Defendant argues that the FCRA does not permit Plaintiff to obtain equitable relief. (ECF No. 17 at 20 (citing 15 U.S.C. §§ 1681n, 1681o) (identifying the statutory relief available)).) Plaintiff responds that “district courts have inherent power to issue equitable relief,” and “ ‘[a]bsent the clearest command to the contrary from Congress, federal courts retain their power to issue injunctions in suits over which they have jurisdiction.’ ” (ECF No. 20 at 10 (quoting Califano v. Yamaski, 442 U.S. 682, 99 S. Ct. 2545 (1979)).) Plaintiff relies on a single case to support her contention, Andrews v. TransUnion Corp., 7 F. Supp. 2d 1056, 1084 (C.D. Cal. 1998), rev’d on other grounds sub nom. However, Plaintiff does not reference the many district court cases rejecting the Court’s view in Andrews. While the Ninth Circuit has not addressed whether a private party may obtain injunctive relief under the FCRA, courts in the Ninth Circuit consistently hold that a private party may not obtain injunctive relief under the FCRA. See e.g., Howard v. Blue Ridge Bank, 371 F. Supp. 2d 1139, 1145 (N.D. Cal. 2005) (rejecting Andrews decision and concluding that “the FCRA does clearly preclude injunctive relief”); see also Peterson v. Am. Express, No. CV-14-02056-PHX-GMS, 2016 WL 1158881, at *10 (D. Ariz. Mar. 23, 2016). The Court has discretion whether to grant equitable relief, and federal courts in this district consistently deny injunctive relief under the FCRA to private parties. The Court agrees with its sister courts, and dismisses without leave to amend Plaintiff’s individual request for injunctive relief.

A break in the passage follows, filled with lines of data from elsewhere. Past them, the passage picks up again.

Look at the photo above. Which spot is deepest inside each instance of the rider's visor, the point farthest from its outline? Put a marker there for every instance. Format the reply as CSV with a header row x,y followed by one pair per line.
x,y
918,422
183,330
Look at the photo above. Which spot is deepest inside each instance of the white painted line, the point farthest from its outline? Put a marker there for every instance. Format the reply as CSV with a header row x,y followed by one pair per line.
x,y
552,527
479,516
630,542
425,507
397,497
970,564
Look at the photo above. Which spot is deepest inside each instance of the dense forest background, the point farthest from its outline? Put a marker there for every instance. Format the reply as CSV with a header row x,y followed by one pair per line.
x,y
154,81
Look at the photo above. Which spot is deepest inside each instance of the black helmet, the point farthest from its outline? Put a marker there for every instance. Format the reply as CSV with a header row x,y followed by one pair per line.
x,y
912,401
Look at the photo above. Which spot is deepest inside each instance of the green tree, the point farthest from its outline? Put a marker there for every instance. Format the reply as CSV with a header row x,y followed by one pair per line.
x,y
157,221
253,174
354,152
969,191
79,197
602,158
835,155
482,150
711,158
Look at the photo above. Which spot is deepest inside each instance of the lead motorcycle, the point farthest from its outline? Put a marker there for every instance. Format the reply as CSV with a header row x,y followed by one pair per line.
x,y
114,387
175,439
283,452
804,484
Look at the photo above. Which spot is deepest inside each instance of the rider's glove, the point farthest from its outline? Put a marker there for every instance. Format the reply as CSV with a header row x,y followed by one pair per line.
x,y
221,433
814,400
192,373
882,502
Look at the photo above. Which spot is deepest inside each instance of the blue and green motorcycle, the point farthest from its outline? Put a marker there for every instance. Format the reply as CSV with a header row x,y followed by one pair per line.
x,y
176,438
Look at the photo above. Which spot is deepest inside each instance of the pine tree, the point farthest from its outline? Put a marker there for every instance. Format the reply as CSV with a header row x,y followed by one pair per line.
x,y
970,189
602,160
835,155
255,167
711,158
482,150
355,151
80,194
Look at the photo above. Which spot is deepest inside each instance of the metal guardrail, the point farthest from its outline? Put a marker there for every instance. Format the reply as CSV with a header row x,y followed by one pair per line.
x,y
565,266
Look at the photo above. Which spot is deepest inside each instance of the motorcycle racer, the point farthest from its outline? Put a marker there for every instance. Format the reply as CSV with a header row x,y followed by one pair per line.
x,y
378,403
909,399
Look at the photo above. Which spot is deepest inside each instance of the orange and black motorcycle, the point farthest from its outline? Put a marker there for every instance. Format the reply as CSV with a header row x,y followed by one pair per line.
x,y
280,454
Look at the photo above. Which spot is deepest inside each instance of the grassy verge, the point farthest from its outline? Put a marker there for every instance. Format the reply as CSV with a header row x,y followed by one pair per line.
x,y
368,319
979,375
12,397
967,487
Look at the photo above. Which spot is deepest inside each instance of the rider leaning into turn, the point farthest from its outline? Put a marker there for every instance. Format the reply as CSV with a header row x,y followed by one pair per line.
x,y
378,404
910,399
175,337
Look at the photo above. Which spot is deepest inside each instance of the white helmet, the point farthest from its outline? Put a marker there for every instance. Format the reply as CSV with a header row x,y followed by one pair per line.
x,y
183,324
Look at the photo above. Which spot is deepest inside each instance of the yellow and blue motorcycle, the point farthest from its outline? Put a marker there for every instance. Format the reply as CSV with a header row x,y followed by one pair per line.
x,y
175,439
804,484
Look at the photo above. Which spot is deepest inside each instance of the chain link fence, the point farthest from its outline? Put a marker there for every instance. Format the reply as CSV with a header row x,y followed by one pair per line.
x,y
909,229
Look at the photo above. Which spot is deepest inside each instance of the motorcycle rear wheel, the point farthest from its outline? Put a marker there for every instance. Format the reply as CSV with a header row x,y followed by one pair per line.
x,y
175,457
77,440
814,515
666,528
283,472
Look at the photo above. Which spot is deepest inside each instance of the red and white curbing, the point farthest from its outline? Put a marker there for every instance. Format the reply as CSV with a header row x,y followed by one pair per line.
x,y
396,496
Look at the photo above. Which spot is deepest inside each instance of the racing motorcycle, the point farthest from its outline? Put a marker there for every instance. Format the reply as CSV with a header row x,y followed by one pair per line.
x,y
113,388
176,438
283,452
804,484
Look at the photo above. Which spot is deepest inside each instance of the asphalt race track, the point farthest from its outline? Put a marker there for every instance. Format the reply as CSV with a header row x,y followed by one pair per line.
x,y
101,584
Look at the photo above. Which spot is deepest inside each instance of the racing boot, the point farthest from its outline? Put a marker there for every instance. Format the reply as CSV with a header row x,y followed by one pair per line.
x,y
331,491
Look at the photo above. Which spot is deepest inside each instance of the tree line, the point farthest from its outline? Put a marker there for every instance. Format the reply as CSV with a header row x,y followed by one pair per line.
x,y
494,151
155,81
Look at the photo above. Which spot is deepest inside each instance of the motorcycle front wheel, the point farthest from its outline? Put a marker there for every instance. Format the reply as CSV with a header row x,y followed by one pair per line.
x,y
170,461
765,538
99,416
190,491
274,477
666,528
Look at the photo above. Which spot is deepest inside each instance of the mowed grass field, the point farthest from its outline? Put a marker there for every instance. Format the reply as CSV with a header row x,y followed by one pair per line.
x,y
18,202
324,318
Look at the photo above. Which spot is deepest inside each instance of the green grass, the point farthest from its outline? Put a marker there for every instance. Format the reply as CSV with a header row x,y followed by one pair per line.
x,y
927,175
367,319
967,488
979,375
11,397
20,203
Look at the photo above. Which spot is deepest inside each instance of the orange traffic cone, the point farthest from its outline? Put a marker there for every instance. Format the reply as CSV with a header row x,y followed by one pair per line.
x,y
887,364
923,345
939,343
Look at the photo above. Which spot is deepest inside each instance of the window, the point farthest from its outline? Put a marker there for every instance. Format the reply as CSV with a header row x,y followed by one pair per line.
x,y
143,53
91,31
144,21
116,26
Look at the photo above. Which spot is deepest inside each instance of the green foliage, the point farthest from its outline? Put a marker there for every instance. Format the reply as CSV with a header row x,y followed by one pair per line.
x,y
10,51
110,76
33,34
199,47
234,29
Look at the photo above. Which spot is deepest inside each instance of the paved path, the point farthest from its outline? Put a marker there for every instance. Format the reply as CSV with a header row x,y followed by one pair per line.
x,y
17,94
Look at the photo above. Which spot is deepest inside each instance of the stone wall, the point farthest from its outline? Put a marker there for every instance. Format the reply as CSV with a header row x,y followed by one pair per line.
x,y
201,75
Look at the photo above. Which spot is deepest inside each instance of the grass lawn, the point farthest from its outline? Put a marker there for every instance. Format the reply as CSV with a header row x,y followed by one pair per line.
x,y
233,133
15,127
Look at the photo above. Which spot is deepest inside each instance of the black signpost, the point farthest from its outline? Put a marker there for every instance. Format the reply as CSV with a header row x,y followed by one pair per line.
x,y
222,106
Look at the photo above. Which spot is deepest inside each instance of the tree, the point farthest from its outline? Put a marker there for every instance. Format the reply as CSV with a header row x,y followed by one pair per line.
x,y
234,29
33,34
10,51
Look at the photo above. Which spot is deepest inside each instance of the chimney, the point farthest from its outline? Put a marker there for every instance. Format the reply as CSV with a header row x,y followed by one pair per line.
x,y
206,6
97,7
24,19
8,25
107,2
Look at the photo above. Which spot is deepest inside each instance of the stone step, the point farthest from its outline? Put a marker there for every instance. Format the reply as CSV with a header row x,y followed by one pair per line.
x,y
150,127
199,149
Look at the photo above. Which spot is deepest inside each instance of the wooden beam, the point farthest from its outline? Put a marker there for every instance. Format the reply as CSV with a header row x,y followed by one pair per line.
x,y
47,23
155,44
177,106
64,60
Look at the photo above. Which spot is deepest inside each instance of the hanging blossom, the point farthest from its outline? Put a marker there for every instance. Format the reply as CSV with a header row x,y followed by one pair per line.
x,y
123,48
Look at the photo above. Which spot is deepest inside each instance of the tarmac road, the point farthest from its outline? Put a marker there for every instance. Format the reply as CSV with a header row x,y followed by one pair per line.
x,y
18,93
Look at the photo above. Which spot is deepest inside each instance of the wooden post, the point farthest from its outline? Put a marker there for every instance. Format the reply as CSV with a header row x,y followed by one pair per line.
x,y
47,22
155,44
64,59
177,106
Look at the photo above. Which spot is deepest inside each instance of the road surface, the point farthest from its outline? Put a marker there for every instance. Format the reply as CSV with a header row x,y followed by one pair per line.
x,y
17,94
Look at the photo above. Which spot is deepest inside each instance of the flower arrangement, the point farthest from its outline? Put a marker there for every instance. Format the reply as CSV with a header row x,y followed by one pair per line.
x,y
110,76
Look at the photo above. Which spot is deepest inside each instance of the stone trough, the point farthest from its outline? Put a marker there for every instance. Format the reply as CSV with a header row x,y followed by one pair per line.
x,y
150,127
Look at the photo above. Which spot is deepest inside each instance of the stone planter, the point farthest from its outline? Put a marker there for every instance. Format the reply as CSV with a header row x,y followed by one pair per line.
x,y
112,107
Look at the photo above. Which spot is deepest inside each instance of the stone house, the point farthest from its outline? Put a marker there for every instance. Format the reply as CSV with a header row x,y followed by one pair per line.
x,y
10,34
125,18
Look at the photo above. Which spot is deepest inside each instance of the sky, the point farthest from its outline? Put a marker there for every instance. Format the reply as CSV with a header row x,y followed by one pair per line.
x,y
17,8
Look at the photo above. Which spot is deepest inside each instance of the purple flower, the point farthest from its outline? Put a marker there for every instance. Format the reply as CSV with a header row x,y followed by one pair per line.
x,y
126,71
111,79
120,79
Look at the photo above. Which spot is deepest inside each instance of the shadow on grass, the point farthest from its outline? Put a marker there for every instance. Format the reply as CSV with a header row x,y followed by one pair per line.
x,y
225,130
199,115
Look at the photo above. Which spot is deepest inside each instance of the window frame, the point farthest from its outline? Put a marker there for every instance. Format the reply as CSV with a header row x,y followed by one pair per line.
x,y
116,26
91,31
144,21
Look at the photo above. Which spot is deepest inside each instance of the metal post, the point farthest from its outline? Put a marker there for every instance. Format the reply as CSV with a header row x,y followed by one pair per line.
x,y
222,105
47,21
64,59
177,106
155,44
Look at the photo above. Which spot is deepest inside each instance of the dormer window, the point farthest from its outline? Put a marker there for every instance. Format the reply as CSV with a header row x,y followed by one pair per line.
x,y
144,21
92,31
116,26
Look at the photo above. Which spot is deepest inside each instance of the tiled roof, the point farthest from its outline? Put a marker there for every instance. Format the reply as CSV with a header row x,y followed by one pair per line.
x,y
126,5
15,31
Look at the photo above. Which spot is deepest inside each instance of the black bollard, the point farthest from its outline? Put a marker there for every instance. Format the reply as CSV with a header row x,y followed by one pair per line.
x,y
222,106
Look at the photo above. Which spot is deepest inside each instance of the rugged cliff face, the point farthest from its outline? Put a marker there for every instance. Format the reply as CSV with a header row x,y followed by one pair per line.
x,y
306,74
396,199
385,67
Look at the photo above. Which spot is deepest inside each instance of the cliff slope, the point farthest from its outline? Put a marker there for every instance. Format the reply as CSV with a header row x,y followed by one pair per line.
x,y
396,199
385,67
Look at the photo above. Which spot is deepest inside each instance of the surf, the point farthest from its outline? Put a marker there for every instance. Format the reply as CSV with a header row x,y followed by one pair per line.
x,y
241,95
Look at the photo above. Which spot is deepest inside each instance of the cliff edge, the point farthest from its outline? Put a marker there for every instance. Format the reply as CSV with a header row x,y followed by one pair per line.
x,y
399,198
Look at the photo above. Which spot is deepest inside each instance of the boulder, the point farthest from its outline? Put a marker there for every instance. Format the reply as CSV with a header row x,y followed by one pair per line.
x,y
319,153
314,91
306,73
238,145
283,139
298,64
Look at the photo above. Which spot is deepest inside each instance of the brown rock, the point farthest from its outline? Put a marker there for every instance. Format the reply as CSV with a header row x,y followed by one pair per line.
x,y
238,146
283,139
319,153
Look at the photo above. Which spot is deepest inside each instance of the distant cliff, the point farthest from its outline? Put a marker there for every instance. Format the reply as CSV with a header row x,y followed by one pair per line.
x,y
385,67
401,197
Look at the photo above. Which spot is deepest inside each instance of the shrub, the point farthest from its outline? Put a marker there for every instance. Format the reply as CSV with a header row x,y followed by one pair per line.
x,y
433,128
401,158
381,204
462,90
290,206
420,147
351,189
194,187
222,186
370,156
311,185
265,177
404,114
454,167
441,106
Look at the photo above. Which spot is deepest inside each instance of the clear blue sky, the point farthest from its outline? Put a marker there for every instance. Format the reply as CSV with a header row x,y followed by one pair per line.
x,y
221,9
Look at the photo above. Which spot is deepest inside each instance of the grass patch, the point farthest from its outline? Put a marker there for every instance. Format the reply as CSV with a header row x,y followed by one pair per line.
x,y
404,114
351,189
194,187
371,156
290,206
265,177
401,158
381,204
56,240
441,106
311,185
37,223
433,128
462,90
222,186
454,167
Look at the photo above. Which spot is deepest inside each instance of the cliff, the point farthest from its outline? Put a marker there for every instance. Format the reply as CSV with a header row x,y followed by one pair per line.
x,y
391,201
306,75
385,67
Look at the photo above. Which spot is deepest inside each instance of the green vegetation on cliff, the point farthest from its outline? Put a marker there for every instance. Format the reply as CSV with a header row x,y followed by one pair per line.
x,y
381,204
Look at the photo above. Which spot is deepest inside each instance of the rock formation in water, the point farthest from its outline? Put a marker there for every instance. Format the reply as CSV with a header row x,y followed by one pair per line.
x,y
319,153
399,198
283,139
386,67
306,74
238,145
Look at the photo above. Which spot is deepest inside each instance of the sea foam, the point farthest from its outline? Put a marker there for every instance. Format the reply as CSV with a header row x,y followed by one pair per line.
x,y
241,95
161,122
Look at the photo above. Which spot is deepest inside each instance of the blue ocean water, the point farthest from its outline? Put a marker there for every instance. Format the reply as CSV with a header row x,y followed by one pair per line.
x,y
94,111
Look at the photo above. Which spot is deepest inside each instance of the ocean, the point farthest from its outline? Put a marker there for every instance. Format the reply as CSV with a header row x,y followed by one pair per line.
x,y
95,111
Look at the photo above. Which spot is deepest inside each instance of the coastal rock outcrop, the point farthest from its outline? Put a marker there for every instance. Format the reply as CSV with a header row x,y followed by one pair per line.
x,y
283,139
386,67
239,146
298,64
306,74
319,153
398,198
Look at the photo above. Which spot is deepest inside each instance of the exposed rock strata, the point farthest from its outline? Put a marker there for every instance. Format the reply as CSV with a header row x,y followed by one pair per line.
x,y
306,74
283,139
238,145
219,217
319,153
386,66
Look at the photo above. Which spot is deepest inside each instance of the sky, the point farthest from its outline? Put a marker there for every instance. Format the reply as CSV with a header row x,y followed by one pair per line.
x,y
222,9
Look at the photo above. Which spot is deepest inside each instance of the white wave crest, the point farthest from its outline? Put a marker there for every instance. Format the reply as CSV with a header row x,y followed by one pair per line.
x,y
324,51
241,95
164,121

Finally, the District Court found that punitive damages are not available for a negligent violation of the FCRA.
Defendant argues that “statutory and punitive damages are not available for negligent violations of the FCRA.” (ECF No. 17 at 20 (citing Safeco Ins. Co. of Am. v. Burr, 551 U.S. 47, 53 (2007); Ashby v. Farmers Ins. Co. of Or., 565 F. Supp. 2d 1188, 1204 (D. Or. 2008); 15 U.S.C. § 1681n).) Plaintiff fails to respond to this argument. (See generally ECF No. 21.) An affected consumer may not recover statutory and punitive damages for a negligent, as opposed to a willful, violation of the FCRA. Safeco, 551 U.S. at 53; 15 U.S.C. §§ 1681o(a) (listing damages for negligent violations), 1681n(a)(1)–(a)(2) (listing damages for willful violations). Thus, the Court grants without leave to amend Defendant’s Motion to Dismiss Plaintiff’s request for statutory and punitive damages for a negligent violation of § 1681i(a).